8 Ebenso stehen nach den Ausführungen des EuGH in seinem Urteil vom 14. Juni 2017, Online Games Handels GmbH ua, C- 685/15, die Art. 49 AEUV (Niederlassungsfreiheit) und Art. 56 AEUV (Dienstleistungsfreiheit) im Lichte des Art. 47 GRC einem Verfahrensregime wie dem vor dem Verwaltungsgericht geltenden betreffend die amtswegige Ermittlung der Umstände der vom Gericht entschiedenen Rechtssachen nicht entgegen (vgl. zuletzt auch EuGH 28.2.2018, Sporting Odds Ltd., C-3/17, Rn. 55).

9 Hinsichtlich der Spruchpunkte A) 1), A) 2) und A) 4) der angefochtenen Entscheidung wirft das Zulässigkeitsvorbringen der Revision auch sonst keine Rechtsfrage auf, der im Sinne des Art. 133 Abs. 4 B-VG grundsätzliche Bedeutung zukäme.

10 Soweit sich die Revision gegen die genannten Spruchpunkte richtet, war sie daher nach § 34 Abs. 1 VwGG mit Beschluss als unzulässig zurückzuweisen.

11 Hinsichtlich Spruchpunkt B) 4) erweist sich die Revision jedoch als zulässig und berechtigt, weil das Verwaltungsgericht - wie das Zulässigkeitsvorbringen der Revision zutreffend aufzeigt -

in diesem Punkt von der ständigen Rechtsprechung des Verwaltungsgerichtshofes abgewichen ist.

12 Das Verwaltungsgericht hat die Zurückweisung der Beschwerde des Erstrevisionswerbers gegen den Beschlagnahmebescheid damit begründet, dass der Erstrevisionswerber lediglich der Inhaber des Lokals, in dem die näher bezeichneten Geräte vorgefunden und beschlagnahmt worden seien, nicht hingegen der Eigentümer dieser Geräte gewesen sei. Er habe mit der zweitrevisionswerbenden Partei, der Eigentümerin der beschlagnahmten Glücksspielgeräte, nur einen Vertrag über deren Aufstellung in seinem Lokal (bzw. über diesbezügliche Betreuungspflichten) abgeschlossen. In diesem Vertrag seien ihm aber keine Rechte an den Geräten eingeräumt worden. Der Erstrevisionswerber sei auch nicht als Veranstalter anzusehen. Folglich komme ihm auch keine Parteistellung im Beschlagnahmeverfahren zu.

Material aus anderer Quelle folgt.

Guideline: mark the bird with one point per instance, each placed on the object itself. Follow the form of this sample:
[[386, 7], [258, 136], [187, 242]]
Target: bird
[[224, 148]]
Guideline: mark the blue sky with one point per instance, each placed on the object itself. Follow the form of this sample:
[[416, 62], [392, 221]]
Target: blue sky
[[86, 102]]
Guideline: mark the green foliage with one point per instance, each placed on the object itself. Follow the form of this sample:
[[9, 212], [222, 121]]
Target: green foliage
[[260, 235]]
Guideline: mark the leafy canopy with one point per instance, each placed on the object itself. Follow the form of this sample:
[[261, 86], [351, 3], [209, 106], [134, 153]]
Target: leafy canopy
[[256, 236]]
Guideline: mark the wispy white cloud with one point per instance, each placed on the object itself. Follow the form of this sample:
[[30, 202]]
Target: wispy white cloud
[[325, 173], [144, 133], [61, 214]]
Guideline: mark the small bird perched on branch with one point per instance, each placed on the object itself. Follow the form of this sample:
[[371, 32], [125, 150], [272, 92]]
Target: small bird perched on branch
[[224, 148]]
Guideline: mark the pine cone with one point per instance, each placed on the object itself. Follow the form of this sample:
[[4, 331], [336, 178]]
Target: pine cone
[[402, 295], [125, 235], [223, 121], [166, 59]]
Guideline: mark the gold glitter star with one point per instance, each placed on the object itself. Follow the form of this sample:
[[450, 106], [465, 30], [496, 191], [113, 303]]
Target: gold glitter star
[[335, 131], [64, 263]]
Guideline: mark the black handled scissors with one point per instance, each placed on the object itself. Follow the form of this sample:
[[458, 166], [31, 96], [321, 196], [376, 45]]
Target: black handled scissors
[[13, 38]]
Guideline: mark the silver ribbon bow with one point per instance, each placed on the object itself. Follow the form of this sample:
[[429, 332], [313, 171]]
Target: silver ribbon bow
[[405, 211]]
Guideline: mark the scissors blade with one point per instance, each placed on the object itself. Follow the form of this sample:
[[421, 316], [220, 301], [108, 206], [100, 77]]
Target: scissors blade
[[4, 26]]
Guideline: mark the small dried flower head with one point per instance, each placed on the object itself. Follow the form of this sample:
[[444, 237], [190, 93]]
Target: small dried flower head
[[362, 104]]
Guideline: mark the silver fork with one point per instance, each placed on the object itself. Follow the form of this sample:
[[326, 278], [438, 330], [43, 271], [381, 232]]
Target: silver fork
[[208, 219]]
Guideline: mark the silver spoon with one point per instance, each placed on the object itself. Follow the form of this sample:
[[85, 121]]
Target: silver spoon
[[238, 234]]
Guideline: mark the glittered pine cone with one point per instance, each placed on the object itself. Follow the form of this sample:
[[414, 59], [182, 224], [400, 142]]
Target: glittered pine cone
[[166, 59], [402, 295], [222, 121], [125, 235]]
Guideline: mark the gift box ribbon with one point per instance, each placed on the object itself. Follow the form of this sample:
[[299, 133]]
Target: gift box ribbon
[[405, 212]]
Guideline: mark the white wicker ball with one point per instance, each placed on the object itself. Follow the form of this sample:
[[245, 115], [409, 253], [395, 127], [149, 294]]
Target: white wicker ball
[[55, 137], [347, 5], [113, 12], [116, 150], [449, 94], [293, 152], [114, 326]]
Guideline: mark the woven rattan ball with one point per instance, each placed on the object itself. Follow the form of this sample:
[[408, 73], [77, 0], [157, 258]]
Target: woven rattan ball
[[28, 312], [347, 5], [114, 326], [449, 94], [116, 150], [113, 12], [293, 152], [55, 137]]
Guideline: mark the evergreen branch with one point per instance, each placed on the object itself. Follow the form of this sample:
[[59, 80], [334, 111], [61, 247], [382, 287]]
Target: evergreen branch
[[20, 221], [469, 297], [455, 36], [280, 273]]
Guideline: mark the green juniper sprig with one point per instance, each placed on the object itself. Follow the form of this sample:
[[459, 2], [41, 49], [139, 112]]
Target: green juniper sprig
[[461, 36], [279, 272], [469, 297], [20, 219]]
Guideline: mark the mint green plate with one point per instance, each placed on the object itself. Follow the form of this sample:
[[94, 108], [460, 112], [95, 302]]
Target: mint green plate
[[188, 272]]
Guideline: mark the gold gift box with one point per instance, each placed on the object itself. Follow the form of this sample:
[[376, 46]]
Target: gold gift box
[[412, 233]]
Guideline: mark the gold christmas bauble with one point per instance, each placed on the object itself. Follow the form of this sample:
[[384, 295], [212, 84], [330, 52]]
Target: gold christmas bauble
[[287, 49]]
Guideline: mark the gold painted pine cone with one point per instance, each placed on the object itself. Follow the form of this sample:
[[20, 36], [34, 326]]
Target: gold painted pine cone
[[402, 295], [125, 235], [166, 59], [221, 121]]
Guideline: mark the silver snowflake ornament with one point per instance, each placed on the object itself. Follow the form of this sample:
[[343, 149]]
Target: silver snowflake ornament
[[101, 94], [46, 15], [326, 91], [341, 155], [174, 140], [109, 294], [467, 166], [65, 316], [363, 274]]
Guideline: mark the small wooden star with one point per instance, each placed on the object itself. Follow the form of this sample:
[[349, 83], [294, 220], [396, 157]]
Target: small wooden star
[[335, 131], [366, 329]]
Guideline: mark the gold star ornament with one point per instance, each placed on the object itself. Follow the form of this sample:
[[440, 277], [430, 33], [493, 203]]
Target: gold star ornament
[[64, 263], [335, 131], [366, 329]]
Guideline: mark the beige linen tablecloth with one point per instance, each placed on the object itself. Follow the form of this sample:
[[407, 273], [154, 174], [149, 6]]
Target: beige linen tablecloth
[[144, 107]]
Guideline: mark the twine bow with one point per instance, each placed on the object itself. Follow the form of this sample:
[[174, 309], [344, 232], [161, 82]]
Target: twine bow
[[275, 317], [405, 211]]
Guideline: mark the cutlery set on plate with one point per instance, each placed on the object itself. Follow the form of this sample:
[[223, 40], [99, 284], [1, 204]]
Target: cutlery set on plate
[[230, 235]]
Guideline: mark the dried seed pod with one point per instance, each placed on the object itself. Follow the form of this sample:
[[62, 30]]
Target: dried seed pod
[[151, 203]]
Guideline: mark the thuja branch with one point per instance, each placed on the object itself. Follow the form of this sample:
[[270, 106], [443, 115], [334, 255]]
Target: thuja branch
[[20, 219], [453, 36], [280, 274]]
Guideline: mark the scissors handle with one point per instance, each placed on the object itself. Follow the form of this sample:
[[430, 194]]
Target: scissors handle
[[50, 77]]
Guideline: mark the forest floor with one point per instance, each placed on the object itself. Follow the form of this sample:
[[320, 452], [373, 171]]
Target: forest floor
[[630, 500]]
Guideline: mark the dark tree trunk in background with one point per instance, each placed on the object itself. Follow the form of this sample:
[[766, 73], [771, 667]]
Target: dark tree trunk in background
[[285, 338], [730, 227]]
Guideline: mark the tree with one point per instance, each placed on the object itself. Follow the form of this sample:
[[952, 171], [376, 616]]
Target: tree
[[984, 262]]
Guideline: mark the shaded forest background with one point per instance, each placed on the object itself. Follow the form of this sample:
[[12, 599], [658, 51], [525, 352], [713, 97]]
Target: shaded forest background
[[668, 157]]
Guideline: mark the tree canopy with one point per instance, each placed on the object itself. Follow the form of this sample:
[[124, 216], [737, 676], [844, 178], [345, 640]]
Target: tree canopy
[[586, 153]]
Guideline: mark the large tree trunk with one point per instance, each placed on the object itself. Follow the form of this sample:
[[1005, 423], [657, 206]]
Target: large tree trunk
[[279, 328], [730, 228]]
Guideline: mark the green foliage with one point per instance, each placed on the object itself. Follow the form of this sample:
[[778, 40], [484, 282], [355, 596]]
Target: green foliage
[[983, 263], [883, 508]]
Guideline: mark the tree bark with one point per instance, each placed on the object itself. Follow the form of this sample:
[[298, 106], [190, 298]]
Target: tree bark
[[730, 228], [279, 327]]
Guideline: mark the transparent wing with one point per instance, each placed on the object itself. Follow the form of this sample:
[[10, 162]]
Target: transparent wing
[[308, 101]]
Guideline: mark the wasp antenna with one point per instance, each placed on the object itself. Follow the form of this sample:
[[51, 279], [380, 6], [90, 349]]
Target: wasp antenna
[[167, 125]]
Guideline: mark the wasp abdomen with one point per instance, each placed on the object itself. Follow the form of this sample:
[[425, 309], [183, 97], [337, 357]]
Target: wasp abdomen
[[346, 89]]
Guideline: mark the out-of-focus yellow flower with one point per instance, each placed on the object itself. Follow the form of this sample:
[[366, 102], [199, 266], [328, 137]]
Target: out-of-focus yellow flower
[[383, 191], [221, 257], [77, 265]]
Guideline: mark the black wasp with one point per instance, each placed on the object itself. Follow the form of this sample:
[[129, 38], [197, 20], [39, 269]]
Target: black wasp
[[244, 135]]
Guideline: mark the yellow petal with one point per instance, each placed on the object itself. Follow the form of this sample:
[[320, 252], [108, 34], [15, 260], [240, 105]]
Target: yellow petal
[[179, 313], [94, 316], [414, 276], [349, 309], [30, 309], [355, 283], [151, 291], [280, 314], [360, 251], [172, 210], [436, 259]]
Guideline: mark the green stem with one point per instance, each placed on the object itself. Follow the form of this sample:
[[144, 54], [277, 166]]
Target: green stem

13 Damit verkennt das Verwaltungsgericht jedoch die Rechtslage. Nach der ständigen Rechtsprechung des Verwaltungsgerichtshofes kommt nämlich auch dem Inhaber von gemäß § 53 GSpG beschlagnahmten Gegenständen die Berechtigung zu, gegen eine bescheidmäßig verfügte Beschlagnahme Beschwerde (vormals Berufung) zu erheben (vgl. etwa VwGH 1.9.2016, 2013/17/0502) und zwar unabhängig davon, ob der Inhaber formal als Adressat des Beschlagnahmebescheides bezeichnet wurde oder nicht (vgl. etwa VwGH 15.9.2011, 2011/17/0133).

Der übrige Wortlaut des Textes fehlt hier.